Kirk will then need to decide whether to report the prior accountant for a significant breach of the Code of Professional Conduct, he said.

“The issue is whether there is material loss or damage to any part or whether the breach by the prior accountants is ‘otherwise significant,” said Jeffreys.

“Looking at the facts, it is possible that the dual cab ute may not be subject to FBT. However, the provision of the Mercedes and the Mustang would have constituted a fringe benefit on each day it was made available to Hubert.

“So, assuming that both vehicles cost $100,000 and they were used for two years each, the FBT that has not been paid would be in the order of $80,000.”

Kirk will need to determine whether a loss of $80,000 is a material loss to the Commonwealth, Jeffreys explained.

“Does Kirk consider whether the fact that Hubert’s company must now pay this amount to be a material loss or damage plus any interest charges? Should Kirk consider this breach to be ‘otherwise significant’ in relation to the prior tax agent?” he questioned.

In this scenario, Jeffreys said that Kirk contacts the prior tax agent, by email, and asks what advice was given to Hubert and his company regarding FBT on the vehicles.

The prior tax agent gives a short reply to say that the correctness of tax information lodged with the ATO is the responsibility of the client. “They sign off on the tax returns and they take the responsibility for them being correct” the previous tax agents states.

Kirk also considers whether, if the ATO audits Hubert’s company, penalties will be applied, causing further expense to his new client.

“Again, it is difficult to say whether this event should be treated as a ‘significant breach’, but I think the better view is that he should treat it as being such and lodge a report with the TPB and the prior tax agent’s professional body,” said Jeffreys.

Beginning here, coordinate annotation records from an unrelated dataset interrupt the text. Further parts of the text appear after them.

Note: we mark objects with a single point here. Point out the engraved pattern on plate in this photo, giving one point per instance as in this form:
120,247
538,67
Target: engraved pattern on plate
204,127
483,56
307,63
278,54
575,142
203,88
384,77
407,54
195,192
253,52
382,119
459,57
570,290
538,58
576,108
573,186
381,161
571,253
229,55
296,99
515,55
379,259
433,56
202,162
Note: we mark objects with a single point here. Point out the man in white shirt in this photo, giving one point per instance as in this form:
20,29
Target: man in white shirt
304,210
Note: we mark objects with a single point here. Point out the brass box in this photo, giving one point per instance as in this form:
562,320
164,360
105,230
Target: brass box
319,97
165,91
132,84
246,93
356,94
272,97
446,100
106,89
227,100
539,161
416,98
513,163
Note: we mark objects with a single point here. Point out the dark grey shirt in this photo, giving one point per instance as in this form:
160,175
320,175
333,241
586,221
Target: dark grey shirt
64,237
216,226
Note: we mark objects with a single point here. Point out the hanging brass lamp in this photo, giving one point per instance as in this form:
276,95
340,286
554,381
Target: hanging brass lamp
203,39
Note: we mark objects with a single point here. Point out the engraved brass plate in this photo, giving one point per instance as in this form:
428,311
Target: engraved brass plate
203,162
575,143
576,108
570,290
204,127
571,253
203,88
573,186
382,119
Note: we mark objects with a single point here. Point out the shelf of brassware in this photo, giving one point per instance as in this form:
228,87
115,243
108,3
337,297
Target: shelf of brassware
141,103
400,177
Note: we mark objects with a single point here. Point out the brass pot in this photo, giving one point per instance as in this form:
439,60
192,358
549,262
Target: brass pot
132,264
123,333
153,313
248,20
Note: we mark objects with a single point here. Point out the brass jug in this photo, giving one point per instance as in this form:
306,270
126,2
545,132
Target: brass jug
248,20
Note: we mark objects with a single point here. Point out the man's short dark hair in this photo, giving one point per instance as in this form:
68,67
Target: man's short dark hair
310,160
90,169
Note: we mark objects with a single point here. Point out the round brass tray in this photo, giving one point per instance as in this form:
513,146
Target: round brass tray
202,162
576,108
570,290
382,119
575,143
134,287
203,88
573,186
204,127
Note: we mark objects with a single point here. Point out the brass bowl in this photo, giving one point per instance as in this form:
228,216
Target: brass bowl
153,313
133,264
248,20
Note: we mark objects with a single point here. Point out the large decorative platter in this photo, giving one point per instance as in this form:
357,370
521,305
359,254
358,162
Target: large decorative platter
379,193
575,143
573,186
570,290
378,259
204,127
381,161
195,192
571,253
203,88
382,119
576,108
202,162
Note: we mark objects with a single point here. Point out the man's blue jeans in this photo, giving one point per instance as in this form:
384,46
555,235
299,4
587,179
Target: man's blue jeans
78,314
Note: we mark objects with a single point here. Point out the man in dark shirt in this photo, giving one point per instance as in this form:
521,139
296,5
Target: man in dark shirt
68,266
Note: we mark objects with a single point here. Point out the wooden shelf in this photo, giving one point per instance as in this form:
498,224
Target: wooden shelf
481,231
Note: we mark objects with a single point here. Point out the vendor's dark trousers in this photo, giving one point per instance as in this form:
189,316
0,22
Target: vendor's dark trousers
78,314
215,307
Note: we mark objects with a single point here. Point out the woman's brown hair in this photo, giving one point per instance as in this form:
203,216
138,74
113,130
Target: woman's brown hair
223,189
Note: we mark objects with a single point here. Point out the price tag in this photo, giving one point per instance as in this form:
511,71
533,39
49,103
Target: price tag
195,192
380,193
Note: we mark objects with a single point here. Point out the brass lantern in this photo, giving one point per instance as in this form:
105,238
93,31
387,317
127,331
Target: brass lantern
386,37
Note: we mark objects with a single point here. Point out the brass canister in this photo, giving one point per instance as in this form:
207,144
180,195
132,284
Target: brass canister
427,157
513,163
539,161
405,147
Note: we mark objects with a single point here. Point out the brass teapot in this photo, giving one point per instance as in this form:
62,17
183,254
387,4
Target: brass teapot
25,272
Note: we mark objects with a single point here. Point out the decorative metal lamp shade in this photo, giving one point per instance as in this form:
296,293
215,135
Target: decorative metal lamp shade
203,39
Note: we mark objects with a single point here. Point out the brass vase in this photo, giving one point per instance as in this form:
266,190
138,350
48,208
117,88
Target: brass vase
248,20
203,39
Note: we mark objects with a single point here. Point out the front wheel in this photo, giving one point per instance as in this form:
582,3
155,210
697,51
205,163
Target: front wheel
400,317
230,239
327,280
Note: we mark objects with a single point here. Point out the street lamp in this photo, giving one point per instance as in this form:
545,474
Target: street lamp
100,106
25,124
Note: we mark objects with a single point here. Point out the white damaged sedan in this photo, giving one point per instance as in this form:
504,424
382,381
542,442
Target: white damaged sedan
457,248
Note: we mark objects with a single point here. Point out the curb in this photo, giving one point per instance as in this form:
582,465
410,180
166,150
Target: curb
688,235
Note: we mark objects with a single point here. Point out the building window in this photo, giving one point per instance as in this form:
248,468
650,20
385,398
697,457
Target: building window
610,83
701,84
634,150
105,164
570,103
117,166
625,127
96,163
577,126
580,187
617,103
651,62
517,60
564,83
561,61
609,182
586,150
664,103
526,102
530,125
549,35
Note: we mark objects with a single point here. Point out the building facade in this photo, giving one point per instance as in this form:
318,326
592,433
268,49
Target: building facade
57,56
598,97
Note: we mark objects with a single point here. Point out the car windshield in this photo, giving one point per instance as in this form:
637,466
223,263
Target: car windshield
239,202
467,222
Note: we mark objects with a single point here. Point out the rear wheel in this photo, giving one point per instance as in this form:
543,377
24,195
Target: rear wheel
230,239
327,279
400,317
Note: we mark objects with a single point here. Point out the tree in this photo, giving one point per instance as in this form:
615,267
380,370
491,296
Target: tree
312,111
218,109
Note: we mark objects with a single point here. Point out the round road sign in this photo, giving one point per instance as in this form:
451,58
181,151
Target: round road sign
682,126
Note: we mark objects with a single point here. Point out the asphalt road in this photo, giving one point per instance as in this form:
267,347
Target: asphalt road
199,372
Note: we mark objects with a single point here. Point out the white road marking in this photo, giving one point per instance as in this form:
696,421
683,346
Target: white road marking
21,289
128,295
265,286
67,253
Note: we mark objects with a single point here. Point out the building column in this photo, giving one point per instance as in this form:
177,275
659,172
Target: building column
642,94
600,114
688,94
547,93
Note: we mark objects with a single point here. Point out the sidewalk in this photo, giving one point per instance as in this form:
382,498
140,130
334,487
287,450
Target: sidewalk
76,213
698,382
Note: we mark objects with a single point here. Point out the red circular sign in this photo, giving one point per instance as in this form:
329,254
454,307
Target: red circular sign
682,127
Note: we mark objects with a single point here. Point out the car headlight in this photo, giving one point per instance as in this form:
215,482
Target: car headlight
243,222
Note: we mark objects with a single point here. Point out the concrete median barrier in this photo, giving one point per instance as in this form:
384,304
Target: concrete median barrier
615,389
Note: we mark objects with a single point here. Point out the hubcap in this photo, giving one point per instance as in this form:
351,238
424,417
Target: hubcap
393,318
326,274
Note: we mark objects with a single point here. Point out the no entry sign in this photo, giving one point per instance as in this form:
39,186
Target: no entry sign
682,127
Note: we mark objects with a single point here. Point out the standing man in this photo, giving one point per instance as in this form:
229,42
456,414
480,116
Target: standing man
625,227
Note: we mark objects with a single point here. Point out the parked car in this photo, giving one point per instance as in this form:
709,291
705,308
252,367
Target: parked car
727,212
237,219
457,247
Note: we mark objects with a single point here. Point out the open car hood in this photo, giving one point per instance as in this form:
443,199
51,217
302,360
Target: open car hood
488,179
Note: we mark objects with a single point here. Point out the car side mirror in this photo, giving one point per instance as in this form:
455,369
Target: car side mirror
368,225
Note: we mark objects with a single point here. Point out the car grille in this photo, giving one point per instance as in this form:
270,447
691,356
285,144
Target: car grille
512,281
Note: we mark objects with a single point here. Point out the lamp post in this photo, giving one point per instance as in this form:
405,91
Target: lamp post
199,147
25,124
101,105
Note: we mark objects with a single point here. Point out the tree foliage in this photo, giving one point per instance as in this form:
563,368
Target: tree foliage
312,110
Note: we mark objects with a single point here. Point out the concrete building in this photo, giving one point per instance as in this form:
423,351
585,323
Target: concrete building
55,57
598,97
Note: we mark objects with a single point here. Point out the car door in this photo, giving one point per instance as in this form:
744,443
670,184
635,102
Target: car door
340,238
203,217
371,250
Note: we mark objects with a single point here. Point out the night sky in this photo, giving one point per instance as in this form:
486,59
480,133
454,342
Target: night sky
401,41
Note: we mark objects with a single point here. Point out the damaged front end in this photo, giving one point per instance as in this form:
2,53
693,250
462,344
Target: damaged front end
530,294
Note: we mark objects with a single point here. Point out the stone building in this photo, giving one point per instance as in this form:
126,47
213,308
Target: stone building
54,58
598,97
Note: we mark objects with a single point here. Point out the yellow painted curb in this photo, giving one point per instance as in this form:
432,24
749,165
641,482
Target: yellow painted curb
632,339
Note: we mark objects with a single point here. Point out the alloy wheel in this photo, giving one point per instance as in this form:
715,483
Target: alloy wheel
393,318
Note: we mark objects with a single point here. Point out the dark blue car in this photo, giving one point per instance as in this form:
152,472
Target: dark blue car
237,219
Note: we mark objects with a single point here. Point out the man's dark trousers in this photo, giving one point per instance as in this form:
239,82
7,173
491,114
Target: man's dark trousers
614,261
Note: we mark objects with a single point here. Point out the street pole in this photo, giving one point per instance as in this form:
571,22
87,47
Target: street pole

Jeffreys said the “$80,000 plus possible penalties plus interest charges could add up to $200,000. Hubert is likely to consider that amount ‘significant’. If the client is likely to consider the amount ‘significant’, I think the breach should be reported.”

The non-payment of superannuation contributions, whether by mistake or by deliberate action is another common issue that most practitioners will come across sooner or later.

Determining whether this type of breach is significant will be also a perplexing issue, warned Jeffreys.

In these types of situations, Jeffreys said practitioners will again be confronted with the question of whether the breach is otherwise significant.

Where the underpayment of super involves multiple individuals, practitioners may need to consider the total amount of non-paid superannuation overall rather than just the impact on each individual when determining whether the breach is significant.

While the Tax Practitioners Board has released an information sheet to try and assist practitioners apply the new laws, Jeffreys said the exact meaning of significant breach still remains unclear.

“When I have considered real life scenarios I found little assistance in the information sheet for resolving whether a significant breach report should be made. I was still left wondering what to do even after reading and re-reading the legislation many times and spending many hours analysing what the TPB says in the information sheet,” said Jeffreys.

“Several times in the information sheet tax practitioners are left with the directive to use their ‘professional judgement’. This is government organisation speak for ‘we don’t know what this means, so you have to make up your own mind’.

“This leaves a most unsatisfactory situation for the tax profession.”